Hopefully the clarifies a bit on why in the first instance (wrt $\theta_0$) I wrote "just a number," and in the second case (wrt $\theta_1$) I wrote "just a number, $x^{(i)}$. While it's true that $x^{(i)}$ is still "just a number", since it's attached to the variable of interest in the second case it's value will carry through which is why we end up at $x^{(i)}$ for the result.
Best Answer
For the most general case, think about a mixing board.
Each input argument to the function is represented by a slider with an associated piece of a real number line along one side, just like in the picture. If you are thinking of a function which can accept arbitrary real number inputs, the slider will have to be infinitely long, of course, which of course is not possible in real life, but is in the imaginary, ideal world of mathematics. This mixing board also has a dial on it, which displays the number corresponding to the function's output.

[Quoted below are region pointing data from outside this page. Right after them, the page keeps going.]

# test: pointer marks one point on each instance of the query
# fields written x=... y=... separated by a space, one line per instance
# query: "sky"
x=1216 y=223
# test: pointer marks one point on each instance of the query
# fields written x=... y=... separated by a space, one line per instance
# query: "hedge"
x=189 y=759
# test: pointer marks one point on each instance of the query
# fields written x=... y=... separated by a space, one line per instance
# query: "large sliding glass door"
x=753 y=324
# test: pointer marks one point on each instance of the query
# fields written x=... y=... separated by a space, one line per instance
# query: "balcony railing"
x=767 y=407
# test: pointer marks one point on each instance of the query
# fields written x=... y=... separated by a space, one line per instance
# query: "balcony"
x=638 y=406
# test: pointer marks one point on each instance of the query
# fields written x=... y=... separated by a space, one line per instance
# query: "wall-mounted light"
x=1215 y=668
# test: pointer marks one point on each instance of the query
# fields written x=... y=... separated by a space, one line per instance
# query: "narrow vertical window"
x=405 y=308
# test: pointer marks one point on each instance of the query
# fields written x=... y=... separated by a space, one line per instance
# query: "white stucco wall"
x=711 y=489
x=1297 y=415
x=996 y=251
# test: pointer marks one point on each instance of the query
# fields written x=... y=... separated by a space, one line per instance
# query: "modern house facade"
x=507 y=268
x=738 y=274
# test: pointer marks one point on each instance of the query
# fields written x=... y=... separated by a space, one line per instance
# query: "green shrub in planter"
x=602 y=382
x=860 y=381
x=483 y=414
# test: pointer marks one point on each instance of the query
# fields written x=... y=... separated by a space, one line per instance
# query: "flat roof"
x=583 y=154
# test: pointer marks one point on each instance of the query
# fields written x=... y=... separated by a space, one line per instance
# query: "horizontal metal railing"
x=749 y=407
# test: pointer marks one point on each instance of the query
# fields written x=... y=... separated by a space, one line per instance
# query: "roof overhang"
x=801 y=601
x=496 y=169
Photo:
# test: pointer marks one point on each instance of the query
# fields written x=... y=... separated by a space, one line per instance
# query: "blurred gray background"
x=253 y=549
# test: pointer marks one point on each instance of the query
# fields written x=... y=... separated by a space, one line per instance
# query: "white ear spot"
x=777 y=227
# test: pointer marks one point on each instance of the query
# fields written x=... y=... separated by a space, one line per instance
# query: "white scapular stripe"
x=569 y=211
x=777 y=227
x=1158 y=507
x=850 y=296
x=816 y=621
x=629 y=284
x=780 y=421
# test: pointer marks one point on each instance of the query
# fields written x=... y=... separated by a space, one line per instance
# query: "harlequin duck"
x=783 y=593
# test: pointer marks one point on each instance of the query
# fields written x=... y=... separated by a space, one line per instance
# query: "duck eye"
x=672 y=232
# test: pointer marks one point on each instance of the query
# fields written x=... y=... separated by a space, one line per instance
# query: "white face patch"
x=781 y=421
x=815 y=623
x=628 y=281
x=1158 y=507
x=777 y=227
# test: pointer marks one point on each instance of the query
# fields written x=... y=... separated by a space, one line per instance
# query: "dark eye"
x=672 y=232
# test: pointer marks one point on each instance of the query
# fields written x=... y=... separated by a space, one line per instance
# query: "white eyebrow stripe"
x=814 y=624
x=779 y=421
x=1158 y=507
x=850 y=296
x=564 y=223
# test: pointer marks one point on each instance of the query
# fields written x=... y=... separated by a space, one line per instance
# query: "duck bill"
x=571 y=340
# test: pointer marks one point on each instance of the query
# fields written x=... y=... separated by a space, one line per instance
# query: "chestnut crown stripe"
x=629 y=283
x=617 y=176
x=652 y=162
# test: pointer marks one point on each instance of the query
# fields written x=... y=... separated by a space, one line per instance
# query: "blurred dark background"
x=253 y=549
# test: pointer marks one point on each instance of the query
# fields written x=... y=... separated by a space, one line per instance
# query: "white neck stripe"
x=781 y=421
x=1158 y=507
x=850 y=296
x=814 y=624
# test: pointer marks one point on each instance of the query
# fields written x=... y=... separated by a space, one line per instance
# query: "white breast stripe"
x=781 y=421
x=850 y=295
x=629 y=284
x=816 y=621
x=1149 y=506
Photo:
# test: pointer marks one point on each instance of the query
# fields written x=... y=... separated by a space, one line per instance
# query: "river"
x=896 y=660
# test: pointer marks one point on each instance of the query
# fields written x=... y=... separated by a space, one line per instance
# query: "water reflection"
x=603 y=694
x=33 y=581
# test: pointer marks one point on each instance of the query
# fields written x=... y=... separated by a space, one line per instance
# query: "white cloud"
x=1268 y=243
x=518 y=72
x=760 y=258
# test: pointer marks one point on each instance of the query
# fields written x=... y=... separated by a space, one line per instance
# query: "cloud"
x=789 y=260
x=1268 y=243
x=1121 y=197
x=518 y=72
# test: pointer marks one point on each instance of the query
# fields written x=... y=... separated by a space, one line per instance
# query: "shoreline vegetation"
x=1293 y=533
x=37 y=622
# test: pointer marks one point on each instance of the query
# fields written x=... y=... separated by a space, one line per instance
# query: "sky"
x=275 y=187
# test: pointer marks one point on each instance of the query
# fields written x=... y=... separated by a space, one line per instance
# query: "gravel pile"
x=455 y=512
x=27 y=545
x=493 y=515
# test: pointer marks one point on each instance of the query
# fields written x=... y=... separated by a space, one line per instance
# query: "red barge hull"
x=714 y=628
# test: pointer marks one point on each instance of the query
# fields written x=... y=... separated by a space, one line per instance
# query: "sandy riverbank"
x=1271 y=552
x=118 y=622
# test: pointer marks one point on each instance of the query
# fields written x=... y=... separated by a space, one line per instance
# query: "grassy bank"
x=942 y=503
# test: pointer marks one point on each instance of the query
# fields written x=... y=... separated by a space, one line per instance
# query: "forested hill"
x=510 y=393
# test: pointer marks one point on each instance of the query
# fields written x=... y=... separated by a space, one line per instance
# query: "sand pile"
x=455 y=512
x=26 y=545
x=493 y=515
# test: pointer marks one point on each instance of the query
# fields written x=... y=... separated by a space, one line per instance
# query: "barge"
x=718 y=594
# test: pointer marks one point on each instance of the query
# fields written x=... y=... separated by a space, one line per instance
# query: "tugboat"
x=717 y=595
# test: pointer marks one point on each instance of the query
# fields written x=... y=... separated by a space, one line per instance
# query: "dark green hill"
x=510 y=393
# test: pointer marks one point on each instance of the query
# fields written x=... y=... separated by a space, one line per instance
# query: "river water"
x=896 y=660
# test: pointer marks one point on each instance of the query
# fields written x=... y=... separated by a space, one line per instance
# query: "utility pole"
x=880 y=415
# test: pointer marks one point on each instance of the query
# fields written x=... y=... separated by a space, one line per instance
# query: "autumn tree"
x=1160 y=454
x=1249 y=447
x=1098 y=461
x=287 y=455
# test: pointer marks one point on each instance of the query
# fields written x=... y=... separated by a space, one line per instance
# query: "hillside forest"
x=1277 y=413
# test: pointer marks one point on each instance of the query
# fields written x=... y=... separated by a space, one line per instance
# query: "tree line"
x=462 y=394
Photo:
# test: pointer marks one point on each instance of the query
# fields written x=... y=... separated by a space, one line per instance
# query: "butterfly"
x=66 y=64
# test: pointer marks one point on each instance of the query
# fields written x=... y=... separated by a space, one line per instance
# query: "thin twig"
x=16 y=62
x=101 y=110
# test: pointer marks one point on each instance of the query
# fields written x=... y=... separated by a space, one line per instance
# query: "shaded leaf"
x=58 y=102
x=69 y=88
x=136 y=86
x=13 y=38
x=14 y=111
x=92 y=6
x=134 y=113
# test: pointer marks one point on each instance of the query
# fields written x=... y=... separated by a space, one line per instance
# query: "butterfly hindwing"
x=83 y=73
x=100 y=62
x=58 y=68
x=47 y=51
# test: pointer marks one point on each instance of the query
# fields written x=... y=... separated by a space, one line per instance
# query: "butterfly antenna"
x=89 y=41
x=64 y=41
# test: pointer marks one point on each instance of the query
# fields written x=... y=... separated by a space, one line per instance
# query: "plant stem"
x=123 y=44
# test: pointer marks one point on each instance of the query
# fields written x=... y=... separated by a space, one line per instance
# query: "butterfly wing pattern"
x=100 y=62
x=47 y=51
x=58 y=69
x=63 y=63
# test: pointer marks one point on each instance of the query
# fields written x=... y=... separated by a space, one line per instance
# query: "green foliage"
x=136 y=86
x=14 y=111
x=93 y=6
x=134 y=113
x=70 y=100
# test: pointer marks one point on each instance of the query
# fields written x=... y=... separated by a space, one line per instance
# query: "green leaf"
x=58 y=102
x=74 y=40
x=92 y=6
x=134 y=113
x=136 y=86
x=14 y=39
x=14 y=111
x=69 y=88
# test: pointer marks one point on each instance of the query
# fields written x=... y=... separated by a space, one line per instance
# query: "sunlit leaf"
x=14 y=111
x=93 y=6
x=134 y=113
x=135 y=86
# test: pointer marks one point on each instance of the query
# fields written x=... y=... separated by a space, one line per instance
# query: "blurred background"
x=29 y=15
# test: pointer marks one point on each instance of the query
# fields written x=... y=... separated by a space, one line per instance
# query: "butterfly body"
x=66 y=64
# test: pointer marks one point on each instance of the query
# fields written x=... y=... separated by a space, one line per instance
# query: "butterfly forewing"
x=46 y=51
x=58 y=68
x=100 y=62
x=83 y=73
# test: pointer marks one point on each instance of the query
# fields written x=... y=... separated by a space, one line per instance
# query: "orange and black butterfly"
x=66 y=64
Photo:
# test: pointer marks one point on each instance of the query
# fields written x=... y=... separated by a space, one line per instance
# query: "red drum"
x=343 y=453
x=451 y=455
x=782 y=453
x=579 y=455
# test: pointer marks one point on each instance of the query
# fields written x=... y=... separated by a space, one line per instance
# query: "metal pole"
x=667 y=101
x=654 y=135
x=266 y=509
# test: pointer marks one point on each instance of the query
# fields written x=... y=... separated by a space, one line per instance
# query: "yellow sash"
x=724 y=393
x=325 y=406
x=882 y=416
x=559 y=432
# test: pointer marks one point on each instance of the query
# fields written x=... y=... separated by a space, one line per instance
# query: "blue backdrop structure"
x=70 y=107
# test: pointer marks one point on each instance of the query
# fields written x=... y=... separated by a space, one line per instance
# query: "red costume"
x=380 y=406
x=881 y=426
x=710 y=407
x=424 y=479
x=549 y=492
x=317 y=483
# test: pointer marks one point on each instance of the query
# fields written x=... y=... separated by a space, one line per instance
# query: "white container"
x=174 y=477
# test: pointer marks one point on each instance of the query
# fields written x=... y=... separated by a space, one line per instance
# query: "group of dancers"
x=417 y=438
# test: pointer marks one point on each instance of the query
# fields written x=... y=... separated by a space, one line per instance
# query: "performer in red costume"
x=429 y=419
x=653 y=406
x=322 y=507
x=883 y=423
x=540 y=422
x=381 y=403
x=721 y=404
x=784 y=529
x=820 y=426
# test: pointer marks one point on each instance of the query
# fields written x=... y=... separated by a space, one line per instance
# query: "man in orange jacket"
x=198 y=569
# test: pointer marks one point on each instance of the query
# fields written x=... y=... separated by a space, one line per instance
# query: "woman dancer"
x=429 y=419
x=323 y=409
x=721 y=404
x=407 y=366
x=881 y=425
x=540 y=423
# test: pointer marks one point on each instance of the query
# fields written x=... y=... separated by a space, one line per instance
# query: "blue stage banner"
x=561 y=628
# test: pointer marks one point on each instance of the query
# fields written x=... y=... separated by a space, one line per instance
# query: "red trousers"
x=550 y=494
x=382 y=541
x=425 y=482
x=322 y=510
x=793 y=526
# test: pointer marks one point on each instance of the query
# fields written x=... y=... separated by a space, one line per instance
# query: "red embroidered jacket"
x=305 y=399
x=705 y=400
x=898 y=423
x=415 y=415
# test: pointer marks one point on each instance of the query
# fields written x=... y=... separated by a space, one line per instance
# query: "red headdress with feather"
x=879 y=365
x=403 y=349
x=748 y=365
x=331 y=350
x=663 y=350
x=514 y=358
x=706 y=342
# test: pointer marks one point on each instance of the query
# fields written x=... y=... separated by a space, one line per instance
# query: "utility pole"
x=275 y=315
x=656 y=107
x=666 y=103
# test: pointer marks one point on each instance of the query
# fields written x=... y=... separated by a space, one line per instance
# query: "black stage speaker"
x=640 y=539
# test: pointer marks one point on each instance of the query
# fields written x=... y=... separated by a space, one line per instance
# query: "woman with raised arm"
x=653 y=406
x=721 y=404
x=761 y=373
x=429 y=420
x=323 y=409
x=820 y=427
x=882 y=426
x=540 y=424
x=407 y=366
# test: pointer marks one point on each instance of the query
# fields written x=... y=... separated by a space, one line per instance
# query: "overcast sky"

The partial derivative of the function with respect to one of its input arguments corresponds to how sensitive the readout on the dial is if you wiggle the slider representing that argument just a little bit around wherever it's currently set - that is, how much more or less dramatic the changes in what is shown are compared to the size of your wiggle. If you wiggle a slider by, say, 0.0001, and the value changes by a factor 0.0002, the partial derivative with respect to that variable at the given setting is (likely only approximately) 2. If the value changes in an opposite sense, i.e. goes down when you move the slider up, the derivative is negative.
The gradient, then, is the ordered list of signed proportions by which you have to "wiggle" all the sliders so as to achieve the strongest possible, but still small, positive wiggle in the value on the dial. This is a vector, because you can think of vectors as ordered lists of quantities for which we can subject to elementwise addition and elementwise multiplication by a single number.
And of course, when I say "small" here I mean "ideally small" - i.e. "just on the cusp of being zero" which, of course, you can make formally rigorous in a number of ways, such as by using limits.